Sometimes you see folks commenting on the improved blacks and color saturation of their progressive players. This is a mirage. Progressive players are not supposed to improve black level or color saturation. The reason they may look different is that the standard black level on a progressive player is different from the standard black level on an interlaced player, for technical reasons having to do with conflicting TV standards. And when black levels go down, the saturation of colors on the screen inevitably goes up, because white is being removed from the color. Once you calibrate your display with Avia or Video Essentials, the color, contrast, and black level should look exactly the same with interlaced vs. progressive. The only advantage of a progressive DVD player is in the lack of interlace artifacts.
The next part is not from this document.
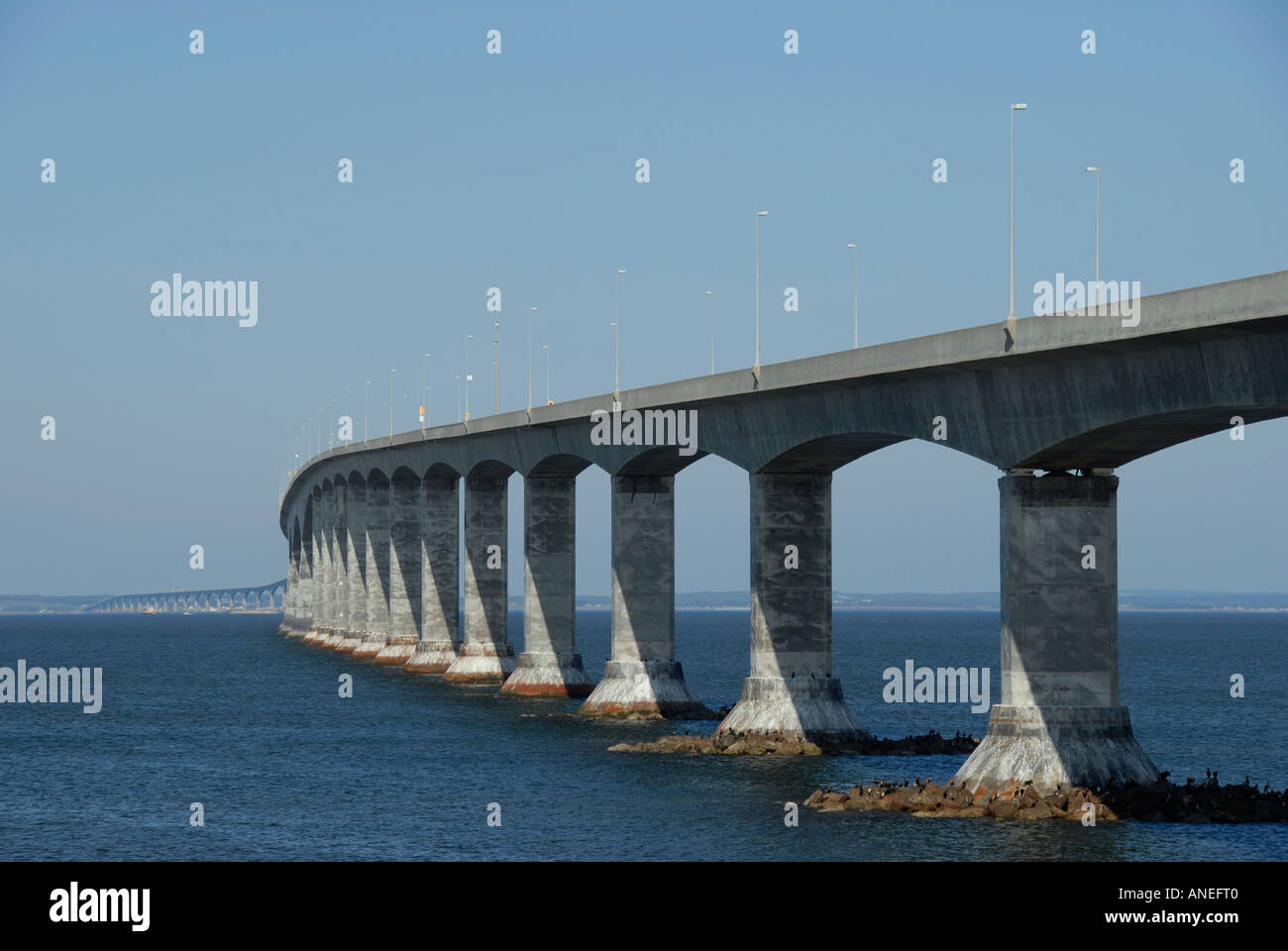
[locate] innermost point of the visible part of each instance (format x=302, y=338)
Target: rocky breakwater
x=761, y=745
x=1160, y=800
Of course, if your progressive DVD player is a lot better than your old interlaced player, it may look better for a variety of reasons. But it still shouldn?t change your black level or color saturation.
It's important to keep in mind that most DVD players don't conform exactly to the standards for output voltage. And just as louder audio sounds better, brighter players (ones with higher voltage outputs) will tend to look better, with more "punch." Unfortunately, brighter players also crush the white levels on bright scenes, which is bad. So any time you compare two DVD players, whether progressive or not, you should create two memories on your display, one for one player and one for the other. Calibrate each memory separately with a good calibration disc like Avia, Video Essentials, or the Sound & Vision Home Theater Tune-up (but not THX Optimode, because it's not accurate). At this point, you should get identical color, hue, brightness, and contrast, and can concentrate on other aspects of the picture. If your display doesn't have multiple picture memories, then our advice is to ignore color, hue, brightness, and contrast, because it will look the same once the display is calibrated to whichever player you finally choose. The same applies if you are trying to compare the progressive output and the interlaced output of the same player. If the color or brightness changes, that's not unusual, and is a calibration issue. Ignore it, or set up two memories so you can calibrate the differences away."
It sounds like the picture quality would be very hard to determine between two difference players due to variances in output signal. Thus, I would *assume* it shouldnt be a big deal if you use the DVD or HDTV converter, as (again, assuming) by now they should have some pretty solid converters in the DVD players unless you buy from the budget bin.